É escritor. Publicou livros de contos e crônicas, entre eles 'Meio Intelectual, Meio de Esquerda' (editora 34).
Escreve aos domingos.
Lucy in the sky with diamonds
No carro, voltando da escola, eu e a minha filha de dois anos e meio.
- Papai, biscoito!
- Não tem biscoito aqui, filhota.
- Tem biscoito em casa, papai?
- Tem, tem biscoito em casa.
- Tem bolo em casa, papai?
- Não sei, chegando lá a gente vê.
- Tem mamãe em casa, papai?
- Tem mais tarde, a mamãe viajou, ela volta à noite.
- Viajou na estrada?
- Isso, na estrada.
- [Cantarola] Pela estrada afora eu vou bem sozinha... [Se cala por uns segundos, então solta, assertiva, como que se defendendo de uma acusação]. Eu não tô dodói!
- Não, você não tá dodói. A vovó da Chapeuzinho é que tá dodói.
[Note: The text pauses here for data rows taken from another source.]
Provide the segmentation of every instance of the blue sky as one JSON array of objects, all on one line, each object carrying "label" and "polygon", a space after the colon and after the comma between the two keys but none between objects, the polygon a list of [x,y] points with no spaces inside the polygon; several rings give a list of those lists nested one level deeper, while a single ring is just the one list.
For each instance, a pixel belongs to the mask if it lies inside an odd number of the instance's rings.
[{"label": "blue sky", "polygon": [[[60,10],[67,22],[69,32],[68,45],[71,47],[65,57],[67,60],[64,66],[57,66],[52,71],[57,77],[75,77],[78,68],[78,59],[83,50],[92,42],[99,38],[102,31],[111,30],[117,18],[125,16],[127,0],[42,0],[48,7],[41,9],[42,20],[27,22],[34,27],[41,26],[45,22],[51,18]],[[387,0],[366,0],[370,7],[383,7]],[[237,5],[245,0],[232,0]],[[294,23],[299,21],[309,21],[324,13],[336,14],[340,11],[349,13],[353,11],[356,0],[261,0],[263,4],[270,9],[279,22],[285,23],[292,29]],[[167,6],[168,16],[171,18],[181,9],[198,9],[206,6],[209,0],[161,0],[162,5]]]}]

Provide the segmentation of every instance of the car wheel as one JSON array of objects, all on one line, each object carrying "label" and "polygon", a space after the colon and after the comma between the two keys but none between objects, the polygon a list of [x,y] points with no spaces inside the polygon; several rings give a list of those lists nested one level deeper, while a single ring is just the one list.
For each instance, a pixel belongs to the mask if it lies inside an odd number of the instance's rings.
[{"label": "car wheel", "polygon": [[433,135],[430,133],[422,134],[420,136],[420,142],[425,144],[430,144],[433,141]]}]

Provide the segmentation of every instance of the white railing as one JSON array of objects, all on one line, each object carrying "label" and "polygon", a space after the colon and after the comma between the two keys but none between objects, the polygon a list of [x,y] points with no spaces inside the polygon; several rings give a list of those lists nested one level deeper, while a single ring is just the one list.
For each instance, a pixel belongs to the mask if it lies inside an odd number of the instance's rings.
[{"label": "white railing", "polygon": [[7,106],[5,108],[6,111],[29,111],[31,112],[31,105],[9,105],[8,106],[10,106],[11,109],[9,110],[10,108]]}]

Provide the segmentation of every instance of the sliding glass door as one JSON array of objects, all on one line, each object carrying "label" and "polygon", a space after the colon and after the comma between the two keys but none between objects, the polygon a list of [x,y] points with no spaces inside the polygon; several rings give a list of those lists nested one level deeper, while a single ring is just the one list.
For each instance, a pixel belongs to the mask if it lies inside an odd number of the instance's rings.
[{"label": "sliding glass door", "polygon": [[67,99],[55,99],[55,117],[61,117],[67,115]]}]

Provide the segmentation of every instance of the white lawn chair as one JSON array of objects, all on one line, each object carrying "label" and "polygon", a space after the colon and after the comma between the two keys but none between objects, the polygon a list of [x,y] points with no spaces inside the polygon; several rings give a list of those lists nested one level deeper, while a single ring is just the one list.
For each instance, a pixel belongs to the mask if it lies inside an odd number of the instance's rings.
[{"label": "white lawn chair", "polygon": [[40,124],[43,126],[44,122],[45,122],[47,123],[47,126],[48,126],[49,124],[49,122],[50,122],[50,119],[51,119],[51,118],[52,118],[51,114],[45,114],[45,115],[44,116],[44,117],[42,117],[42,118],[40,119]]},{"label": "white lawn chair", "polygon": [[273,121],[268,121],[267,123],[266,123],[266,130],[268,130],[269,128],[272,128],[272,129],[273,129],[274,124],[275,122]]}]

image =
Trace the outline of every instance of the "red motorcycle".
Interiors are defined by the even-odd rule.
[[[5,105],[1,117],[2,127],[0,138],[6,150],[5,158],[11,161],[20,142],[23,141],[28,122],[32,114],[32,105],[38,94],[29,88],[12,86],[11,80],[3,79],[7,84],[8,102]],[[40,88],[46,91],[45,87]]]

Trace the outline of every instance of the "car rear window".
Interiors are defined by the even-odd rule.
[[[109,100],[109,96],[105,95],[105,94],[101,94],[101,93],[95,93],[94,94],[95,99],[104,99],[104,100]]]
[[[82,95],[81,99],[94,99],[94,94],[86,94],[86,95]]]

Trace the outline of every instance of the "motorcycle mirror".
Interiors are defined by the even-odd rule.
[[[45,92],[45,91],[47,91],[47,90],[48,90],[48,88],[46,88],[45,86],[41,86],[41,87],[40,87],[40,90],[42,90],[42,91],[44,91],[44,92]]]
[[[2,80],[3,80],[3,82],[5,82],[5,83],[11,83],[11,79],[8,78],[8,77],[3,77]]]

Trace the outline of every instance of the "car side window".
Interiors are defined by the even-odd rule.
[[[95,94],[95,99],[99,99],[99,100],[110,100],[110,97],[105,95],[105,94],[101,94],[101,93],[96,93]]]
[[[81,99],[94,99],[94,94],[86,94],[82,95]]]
- Meu joelho não tá dodói! [Ela tinha ralado o joelho no último fim de semana. Agora olha o joelho, encafifada]. O dodói saiu do joelho, papai.
- É, o dodói saiu.
- [Súbita iluminação] Ele foi pra casa dele! O dodói foi pra casa dele!
- O dodói foi pra casa dele, é?
- [Quase blasé, falando sobre um fato corriqueiro] Foi. Tá lá na casa dele. Com a mamãe dele... Com o papai dele...
- Hm. E o irmãozinho dele? O dodói tem um irmãozinho? [Tento enfiar um irmãozinho pro dodói, de contrabando, pra minha filha ver que todo mundo tem irmãozinho e ela não precisa sentir ciúmes do dela].
- [Sacando a manobra, brava, como quem percebe o brócolis disfarçado no purê] Não! Tem biscoito na casa do dodói!
- Hm, tem biscoito na casa do dodói.
- [Muito feliz] Tem, papai! [Aflita] Papai, não tem bolo na casa do dodói!
- Não tem bolo?
- Não! [Ainda mais aflita] Precisa comprar bolo pra casa do dodói, papai! Precisa comprar bolo pra casa do dodói, papai! É aniversário dele! [Ameaçando chorar] É aniversário do dodói! Não tem bolo!
- Tudo bem! A vovó do dodói tá indo pra casa do dodói e ela vai comprar bolo no caminho.
- Não é no caminho que tem bolo, papai, é no supermercado!
- Isso, no supermercado.
- [Aliviada] A vovó do dodói vai comprar bolo pro dodói! [Falando diretamente com a vovó do dodói, no supermercado, dura] Compra brigadeiro também, vovó do dodói! Compra brigadeiro de morango e brigadeiro de chocolate! Papai, a vovó do dodói vai comprar bolo e brigadeiro pro dodói!
- Que bom. E quem mais tá na casa do dodói? A mamãe do dodói, o papai do dodói, quem mais?
[Longo silêncio]
- Eu sou a fada do dente.
- [Confuso -não tenho a menor ideia de quem seja a "fada do dente"-, mas feliz com a possibilidade de embarcar em outro enredo lisérgico] Quem é a fada do dente?
- [Surpresa com a pergunta] Sou eu.
- Claro. E a fada do dente gosta de bolo? Ela vai na festa do dodói?
- [Fica quieta por um tempo. Suspira, com preguiça da minha pergunta, preguiça da festa do dodói, da família do dodói, talvez da nossa família também; então, observa o trânsito lá fora, fecha os olhos e canta, buscando algum conforto para sua melancolia nos versos do cancioneiro popular brasileiro] A sapa na lava a pá/ Na lava parqua na cá/ Ala mara lá na lagaa/ Na lava a pá parqua na cá/ Mas qua chalá.